Sobre a banalização do mal

Fui ao cinema nos últimos dias ver o filme “Hannah Arendt”. Para quem conhece um pouco a obra da filósofa, a película é muito atraente. Apesar de ser relatado o episódio do julgamento do nazista Eichmann, em Israel, compreendo existirem algumas reflexões que podem ser estendidas ao tempo presente. Afinal, quando se considera a perda generalizada de credibilidade das instituições brasileiras divulgada recentemente pelo Ibope, penso que o momento é oportuno para a reflexão crítica. 

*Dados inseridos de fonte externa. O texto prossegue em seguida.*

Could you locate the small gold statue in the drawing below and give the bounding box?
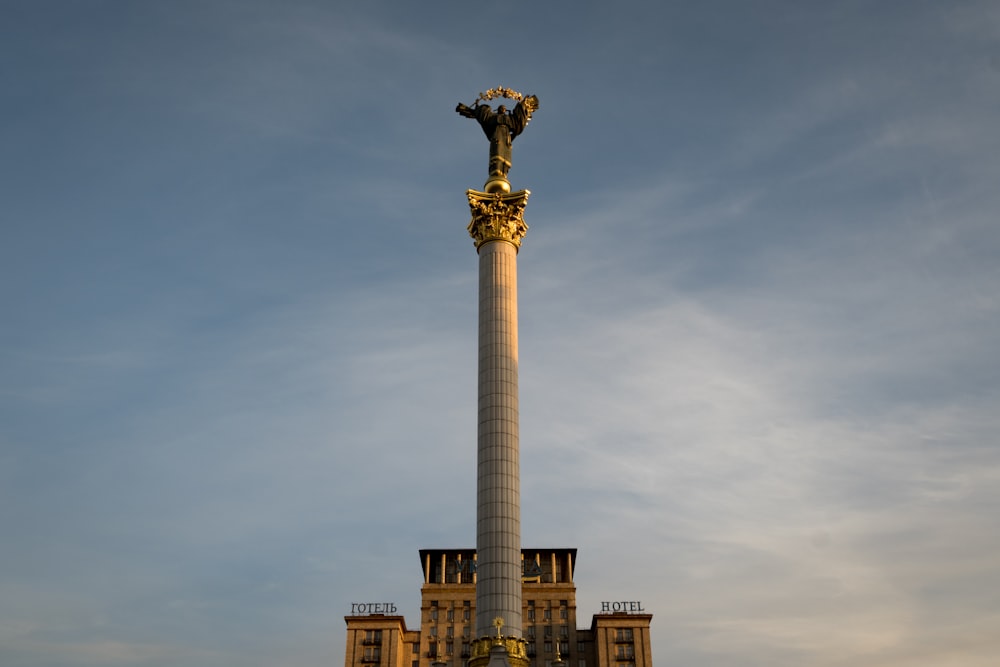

O filme aponta que Hannah Arendt buscou mostrar em artigos publicados na revista The New Yorker que nem todos que cometeram crimes de guerra eram monstros e sugeriu ainda a cumplicidade de judeus na perseguição sofrida por esse mesmo povo. Ela enfrentou a fúria da “opinião pública”, que, por sua vez, não buscou compreender a sua argumentação filosófica de que os nazistas eram efetivamente culpados por crimes contra a humanidade. Arendt defendeu o argumento de que era necessário se buscar compreender o contexto e o sistema político que se consolidou naqueles tempos sombrios.

Em síntese, a banalização do mal se processava pela burocratização da atividade humana no Estado nazista; todos cumpriam ordens, ou seja, com suas obrigações e não havia a necessidade de maior reflexão. Não havia, portanto, a necessidade de se questionar o conteúdo dessas obrigações e tampouco de se confrontar moralmente suas nefastas consequências. Quando um povo simplesmente desconsidera que “o outro” também integra a humanidade, os perigos de que atrocidades sejam cometidas estão sempre presentes. Creio não ser necessária uma análise maior dos conflitos regionais contemporâneos para se reconhecer a atualidade do pensamento de Arendt: “o homem é um animal social antes de ser animal político” (em ‘A condição humana’, 1958). A discussão sobre as esferas públicas e privadas ainda é bem atual.

O filme me fez refletir novamente sobre as manifestações sociais de junho, especialmente sobre os sete dias que abalaram o Brasil, cujo ápice se deu no dia vinte. Até que ponto a insensibilidade social da velha política brasileira e a excessiva burocratização institucional a qual estamos submetidos diariamente têm algo a ver com a banalização do mal descrita por Arendt, guardadas as devidas proporções? Vivemos em um regime de democracia política, marcado por grandes e persistentes desigualdades sociais, e dificilmente se poderia negar que a indiferença com o sofrimento do “outro” integra parte do drama da precariedade de muitos serviços públicos brasileiros, inclusive daqueles prestados por concessionários privados.

Creio que não temos apenas um problema de gestão pública no Brasil. Trata-se mais de um problema político, algo que reflete a qualidade do animal social que vem prevalecendo nesse jogo. A perversa tradição patrimonialista que herdamos não deve condenar o Brasil a reproduzir impasses e dilemas políticos. Felizmente há bons quadros políticos entre nós e o nosso povo ainda acredita no poder transformador do voto. A renovação da cultura política em alto nível é demanda das ruas e creio ser oportuno que os partidos a facilitem logo adiante. Em alguns aspectos o Brasil melhorou nos últimos anos, porém persistem entre nós as grandes desigualdades sociais e os precários serviços públicos em um contexto de elevada carga tributária regressiva.